Acusados de matar ex-prefeito de São Pedro vão a júri popular em Natal

A 2ª Vara Criminal da Comarca de Natal determinou que quatro homens acusados da prática de homicídio contra o ex-prefeito de São Pedro, Miguel Cabral Nasser, e homicídio tentado contra outros dois homens no início do ano passado, no Largo do Atheneu, em Natal, sejam submetidos a julgamento pelo Tribunal do Júri de Natal. São eles: Idcarlos de Souza Costa, Jacksonrubens Gomes Nascimento, José William Oliveira da Silva e Júlio César Melo de Souza. A Sentença de Pronúncia do juízo criminal também manteve a prisão preventiva de todos os acusados.
Para a manutenção, foi considerado que as prisões preventivas dos denunciados foram mantidas e reavaliadas periodicamente e que persistem os requisitos do artigo 312 do Código de Processo Penal. Isto porque a materialidade e os indícios de autoria, satisfazem os requisitos legais para a medida. O requisito do perigo é evidente pela gravidade concreta do crime, já que a execução teria sido planejada em via pública com múltiplas vítimas e pelo risco à ordem pública decorrente do suposto vínculo com organização criminosa armada.
A Justiça também levou em consideração o fato de que a fuga inicial dos réus para outros estados (como Pernambuco e Ceará) demonstra que a segregação deles é indispensável para garantir a aplicação da lei penal.
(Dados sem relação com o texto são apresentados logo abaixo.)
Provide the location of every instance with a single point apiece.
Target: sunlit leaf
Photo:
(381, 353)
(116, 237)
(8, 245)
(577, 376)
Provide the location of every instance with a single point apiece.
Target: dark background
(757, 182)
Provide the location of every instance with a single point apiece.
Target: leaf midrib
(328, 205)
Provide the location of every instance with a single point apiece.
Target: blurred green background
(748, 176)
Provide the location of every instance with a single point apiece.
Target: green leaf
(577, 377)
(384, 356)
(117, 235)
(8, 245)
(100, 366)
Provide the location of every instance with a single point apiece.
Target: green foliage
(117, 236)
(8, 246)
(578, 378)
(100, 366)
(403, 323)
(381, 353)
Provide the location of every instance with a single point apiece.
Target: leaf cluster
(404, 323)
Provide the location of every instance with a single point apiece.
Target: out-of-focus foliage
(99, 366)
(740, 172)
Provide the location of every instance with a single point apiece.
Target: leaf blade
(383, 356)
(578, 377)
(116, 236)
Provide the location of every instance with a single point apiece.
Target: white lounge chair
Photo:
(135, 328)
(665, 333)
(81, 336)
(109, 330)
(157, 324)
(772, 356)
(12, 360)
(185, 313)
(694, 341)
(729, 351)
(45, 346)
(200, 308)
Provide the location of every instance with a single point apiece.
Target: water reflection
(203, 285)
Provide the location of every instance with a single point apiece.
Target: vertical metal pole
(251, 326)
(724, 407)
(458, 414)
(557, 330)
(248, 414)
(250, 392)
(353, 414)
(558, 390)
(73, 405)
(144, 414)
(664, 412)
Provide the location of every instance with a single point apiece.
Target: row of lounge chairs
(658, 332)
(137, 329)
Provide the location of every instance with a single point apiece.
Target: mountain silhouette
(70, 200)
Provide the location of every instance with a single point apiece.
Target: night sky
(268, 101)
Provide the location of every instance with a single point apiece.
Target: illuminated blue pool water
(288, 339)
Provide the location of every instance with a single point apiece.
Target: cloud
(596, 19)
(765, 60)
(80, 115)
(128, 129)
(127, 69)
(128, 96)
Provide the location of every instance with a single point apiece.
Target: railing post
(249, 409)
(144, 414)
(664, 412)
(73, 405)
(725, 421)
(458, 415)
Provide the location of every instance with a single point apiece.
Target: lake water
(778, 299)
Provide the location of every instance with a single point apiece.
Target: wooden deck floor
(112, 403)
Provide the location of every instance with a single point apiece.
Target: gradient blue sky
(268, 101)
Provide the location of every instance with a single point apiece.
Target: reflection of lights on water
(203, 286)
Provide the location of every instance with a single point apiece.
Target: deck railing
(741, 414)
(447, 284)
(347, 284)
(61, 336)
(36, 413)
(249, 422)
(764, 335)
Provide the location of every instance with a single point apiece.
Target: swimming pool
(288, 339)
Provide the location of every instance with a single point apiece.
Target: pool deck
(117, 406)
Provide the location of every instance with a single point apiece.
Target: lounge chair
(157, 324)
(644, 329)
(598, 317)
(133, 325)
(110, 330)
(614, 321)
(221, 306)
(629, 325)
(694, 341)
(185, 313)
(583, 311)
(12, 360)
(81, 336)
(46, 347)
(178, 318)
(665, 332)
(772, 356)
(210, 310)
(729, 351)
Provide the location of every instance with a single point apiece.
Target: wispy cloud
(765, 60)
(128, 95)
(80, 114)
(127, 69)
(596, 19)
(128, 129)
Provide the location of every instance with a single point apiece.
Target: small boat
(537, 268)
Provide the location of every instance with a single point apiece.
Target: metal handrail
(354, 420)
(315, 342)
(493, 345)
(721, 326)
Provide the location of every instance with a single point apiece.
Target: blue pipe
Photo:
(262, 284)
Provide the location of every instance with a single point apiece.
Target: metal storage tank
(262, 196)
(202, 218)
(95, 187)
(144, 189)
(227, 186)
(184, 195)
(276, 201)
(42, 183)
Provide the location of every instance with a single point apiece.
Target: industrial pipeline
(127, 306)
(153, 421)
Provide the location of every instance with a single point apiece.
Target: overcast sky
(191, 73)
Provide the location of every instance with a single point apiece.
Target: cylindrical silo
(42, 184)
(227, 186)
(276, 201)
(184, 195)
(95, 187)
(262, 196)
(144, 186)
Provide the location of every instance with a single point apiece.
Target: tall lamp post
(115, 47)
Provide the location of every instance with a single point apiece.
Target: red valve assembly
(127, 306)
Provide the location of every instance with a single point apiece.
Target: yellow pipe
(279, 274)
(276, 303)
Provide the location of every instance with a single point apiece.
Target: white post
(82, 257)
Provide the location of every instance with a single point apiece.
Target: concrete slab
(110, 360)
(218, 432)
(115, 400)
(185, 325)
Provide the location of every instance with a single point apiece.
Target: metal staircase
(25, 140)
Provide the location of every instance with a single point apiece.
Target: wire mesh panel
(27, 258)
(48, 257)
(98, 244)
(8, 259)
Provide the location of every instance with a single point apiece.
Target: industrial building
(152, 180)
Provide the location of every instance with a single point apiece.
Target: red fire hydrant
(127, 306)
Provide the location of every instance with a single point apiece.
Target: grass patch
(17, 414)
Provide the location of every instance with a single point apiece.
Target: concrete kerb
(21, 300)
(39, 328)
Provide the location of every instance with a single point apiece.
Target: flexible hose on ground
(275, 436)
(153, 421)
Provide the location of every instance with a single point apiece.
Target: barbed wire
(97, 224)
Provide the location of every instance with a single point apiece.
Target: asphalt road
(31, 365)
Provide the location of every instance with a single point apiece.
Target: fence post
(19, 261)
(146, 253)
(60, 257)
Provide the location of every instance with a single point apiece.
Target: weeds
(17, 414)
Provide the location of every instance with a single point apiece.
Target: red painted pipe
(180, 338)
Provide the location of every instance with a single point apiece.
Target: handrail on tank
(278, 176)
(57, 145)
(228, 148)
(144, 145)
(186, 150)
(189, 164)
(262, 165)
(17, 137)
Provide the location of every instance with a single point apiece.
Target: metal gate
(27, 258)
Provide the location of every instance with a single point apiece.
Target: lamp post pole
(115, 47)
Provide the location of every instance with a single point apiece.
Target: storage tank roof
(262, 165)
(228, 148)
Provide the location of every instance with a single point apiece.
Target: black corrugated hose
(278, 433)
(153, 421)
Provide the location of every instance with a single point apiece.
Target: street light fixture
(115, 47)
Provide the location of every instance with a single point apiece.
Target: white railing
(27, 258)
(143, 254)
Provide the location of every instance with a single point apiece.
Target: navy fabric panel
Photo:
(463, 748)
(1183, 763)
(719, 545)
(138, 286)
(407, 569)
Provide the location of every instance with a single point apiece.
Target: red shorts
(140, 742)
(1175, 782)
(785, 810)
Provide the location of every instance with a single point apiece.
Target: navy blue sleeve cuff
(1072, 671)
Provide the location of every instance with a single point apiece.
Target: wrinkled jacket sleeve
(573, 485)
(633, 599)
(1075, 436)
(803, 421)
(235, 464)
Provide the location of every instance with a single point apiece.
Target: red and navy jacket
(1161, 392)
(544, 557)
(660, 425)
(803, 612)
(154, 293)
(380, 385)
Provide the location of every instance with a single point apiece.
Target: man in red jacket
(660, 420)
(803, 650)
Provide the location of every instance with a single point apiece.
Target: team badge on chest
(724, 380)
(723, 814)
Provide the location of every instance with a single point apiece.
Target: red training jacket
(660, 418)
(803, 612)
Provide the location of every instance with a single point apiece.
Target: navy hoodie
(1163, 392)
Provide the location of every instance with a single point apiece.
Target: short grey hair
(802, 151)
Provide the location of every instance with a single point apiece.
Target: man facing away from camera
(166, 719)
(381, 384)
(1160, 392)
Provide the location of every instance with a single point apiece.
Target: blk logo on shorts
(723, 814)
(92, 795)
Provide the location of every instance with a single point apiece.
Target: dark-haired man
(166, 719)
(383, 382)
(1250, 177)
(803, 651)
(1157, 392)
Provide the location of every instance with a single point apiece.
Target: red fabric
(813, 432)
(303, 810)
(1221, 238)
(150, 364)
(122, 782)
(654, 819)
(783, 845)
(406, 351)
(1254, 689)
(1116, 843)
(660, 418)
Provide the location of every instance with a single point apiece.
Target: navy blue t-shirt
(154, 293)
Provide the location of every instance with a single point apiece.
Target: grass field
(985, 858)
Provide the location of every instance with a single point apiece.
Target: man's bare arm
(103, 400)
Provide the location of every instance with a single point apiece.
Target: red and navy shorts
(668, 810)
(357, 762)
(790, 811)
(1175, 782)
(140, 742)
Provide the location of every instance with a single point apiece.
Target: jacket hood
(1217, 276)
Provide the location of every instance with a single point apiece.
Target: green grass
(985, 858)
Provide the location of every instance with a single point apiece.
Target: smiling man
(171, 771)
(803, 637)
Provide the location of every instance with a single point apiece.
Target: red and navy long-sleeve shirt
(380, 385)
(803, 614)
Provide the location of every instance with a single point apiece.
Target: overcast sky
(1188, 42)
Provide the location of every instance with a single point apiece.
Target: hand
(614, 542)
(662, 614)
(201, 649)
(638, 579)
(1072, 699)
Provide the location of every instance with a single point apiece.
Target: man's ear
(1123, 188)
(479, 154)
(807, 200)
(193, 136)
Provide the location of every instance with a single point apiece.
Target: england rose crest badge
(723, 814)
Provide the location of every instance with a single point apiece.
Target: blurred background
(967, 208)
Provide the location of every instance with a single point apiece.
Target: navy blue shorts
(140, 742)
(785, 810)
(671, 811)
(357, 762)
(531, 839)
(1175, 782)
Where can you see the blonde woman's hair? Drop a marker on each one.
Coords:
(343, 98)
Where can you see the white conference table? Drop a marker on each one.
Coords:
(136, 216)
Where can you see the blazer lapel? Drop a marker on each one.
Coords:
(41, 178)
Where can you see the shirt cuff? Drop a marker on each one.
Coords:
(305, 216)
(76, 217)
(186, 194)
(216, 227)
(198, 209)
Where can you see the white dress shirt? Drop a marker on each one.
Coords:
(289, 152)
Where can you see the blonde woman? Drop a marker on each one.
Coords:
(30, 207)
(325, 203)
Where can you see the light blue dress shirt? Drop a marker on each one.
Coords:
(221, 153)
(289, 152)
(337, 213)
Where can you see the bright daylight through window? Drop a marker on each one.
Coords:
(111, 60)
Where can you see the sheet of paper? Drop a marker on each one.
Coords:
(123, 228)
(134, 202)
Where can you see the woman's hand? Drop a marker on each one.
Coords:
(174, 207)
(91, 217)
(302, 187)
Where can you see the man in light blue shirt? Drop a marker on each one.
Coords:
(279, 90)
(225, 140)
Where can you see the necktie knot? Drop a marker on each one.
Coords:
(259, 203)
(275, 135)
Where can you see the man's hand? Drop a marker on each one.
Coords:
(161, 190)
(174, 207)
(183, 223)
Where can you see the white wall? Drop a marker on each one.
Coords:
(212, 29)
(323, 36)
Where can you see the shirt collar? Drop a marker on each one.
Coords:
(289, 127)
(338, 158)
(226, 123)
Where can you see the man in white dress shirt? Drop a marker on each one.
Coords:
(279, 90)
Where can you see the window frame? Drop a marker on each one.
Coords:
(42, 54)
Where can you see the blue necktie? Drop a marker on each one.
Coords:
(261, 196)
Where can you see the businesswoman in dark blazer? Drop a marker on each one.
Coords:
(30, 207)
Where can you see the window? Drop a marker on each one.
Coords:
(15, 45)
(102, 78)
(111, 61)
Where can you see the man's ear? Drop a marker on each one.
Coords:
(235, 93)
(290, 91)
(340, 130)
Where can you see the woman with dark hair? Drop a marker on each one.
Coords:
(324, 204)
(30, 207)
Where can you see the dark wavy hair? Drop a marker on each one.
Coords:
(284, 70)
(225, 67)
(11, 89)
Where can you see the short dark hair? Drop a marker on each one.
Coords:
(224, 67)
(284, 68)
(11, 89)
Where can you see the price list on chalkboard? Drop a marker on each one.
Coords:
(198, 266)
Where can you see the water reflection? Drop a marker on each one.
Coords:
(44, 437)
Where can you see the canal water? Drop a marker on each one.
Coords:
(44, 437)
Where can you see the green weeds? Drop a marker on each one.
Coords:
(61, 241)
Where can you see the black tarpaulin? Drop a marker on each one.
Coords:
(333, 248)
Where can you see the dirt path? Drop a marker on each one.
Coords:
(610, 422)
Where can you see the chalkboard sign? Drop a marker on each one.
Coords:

Para a 2ª Vara Criminal da Comarca de Natal, “as medidas cautelares alternativas do art. 319 do CPP mostram-se insuficientes”.
Entenda o caso
De acordo com Denúncia, no dia 3 de fevereiro de 2025, por volta das 18h30, na calçada da Banca Atheneu, situada na Avenida Campos Sales, bairro Petrópolis, em Natal, os acusados, com o mesmo intuito e mediante divisão de tarefas, efetuaram diversos disparos de arma de fogo que resultaram na morte de Miguel Cabral Nasser e em lesões corporais em mais duas vítimas.
Segundo a acusação, o crime foi motivado por rivalidade entre facções criminosas (“motivo torpe”) e executado mediante surpresa, em local público, dificultando a defesa dos ofendidos. Consta nos autos que o inquérito policial reuniu vasto acervo probatório, incluindo Laudo de Exame Necroscópico, Relatório de Missão Policial, análise de câmeras de videomonitoramento, dados de GPS do veículo utilizado na fuga e laudo pericial papiloscópico. A denúncia foi recebida em 25 de março de 2025 e na mesma oportunidade, foi decretada a prisão preventiva dos acusados para a garantia da ordem pública e aplicação da lei penal. Após citados, os réus apresentaram respostas à acusação por intermédio da Defensoria Pública e de advogados constituídos.
Indícios de autoria e materialidade
Para o juiz designado Rafael Barbosa da Cunha, a materialidade do crime de homicídio consumado contra Miguel Cabral Nasser está comprovada pelo Laudo de Exame Necroscópico que descreve minuciosamente as onze lesões sofridas pela vítima, confirmando que o óbito ocorreu em virtude de “anemia aguda, devida a ferimento penetrante de abdome, devido a ação pérfuro-contundente”.
Quanto às tentativas de homicídio contra as outras duas vítimas, o magistrado entendeu que a materialidade se comprova nos prontuários médicos e no Laudo de Exame de Local de Morte Violenta, que atestam as intervenções cirúrgicas e o tratamento de ferimentos por projéteis de arma de fogo sofridos pelos ofendidos no mesmo contexto fático.
O juiz Rafael Barbosa ressaltou ainda que “os indícios de autoria e participação emergem do conjunto probatório colhido tanto na fase inquisitorial quanto na instrução judicial”. Para tanto, considerou a confissão de um dos réus de ser o autor dos disparos iniciais, confissão corroborada pelas imagens de segurança da Banca Atheneu, que registram o momento em que um indivíduo com suas características se aproxima da vítima pelas costas e inicia a execução. Também foi considerado Exame Pericial Papiloscópico, imagens de câmeras de estabelecimentos comerciais e dados de GPS.